On Fri, Dec 05, 2014 at 01:27:23PM -0800, Greg KH wrote:
On Fri, Dec 05, 2014 at 12:03:47AM -0800, Tristan Lelong wrote:
> static ssize_t
> -fld_proc_hash_seq_write(struct file *file, const char *buffer,
> - size_t count, loff_t *off)
> +fld_proc_hash_seq_write(struct file *file,
> + const char __user *buffer,
> + size_t count, loff_t *off)
> {
> struct lu_client_fld *fld;
> struct lu_fld_hash *hash = NULL;
> + char name[80];
> int i;
>
> + if (count > 80)
> + return -ENAMETOOLONG;
> +
> + if (copy_from_user(name, buffer, count) != 0)
> + return -EFAULT;
How was this code ever working before?
I have no idea, and was actually surprised that this was there.
And I know Joe asked, but how do you know that 80 is ok? And why on the
stack?
80 is the sizeof(struct lu_fld_hash.fh_name) and there is no define for that.

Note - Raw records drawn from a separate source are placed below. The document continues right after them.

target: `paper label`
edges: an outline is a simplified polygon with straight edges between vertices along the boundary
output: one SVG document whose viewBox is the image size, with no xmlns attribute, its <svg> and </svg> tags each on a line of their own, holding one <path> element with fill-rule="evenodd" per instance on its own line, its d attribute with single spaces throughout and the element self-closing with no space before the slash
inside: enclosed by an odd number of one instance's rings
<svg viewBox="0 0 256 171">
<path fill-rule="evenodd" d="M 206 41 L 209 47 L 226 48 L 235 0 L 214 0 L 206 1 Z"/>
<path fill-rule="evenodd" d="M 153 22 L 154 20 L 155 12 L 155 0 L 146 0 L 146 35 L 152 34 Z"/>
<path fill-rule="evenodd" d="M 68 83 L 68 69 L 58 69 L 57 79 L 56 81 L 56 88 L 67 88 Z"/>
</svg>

A few other structure members are using this 80 value internally, and as I told
Joe, I will analyze if they are all related and submit a patch to use a define instead.
Shouldn't you just compare count to strlen(fld_hash[i].fh_name)? like you
do later on?
This is actually done in the for loop already. I first compare with the maximum size,
then the loop use the strlen of each entries in the table, and finally does the strncmp.
Anyway, I don't like large stack variables like this, can you make it
dynamic instead?
I can definitely do this with a kmalloc, I'll submit a v2 tonight.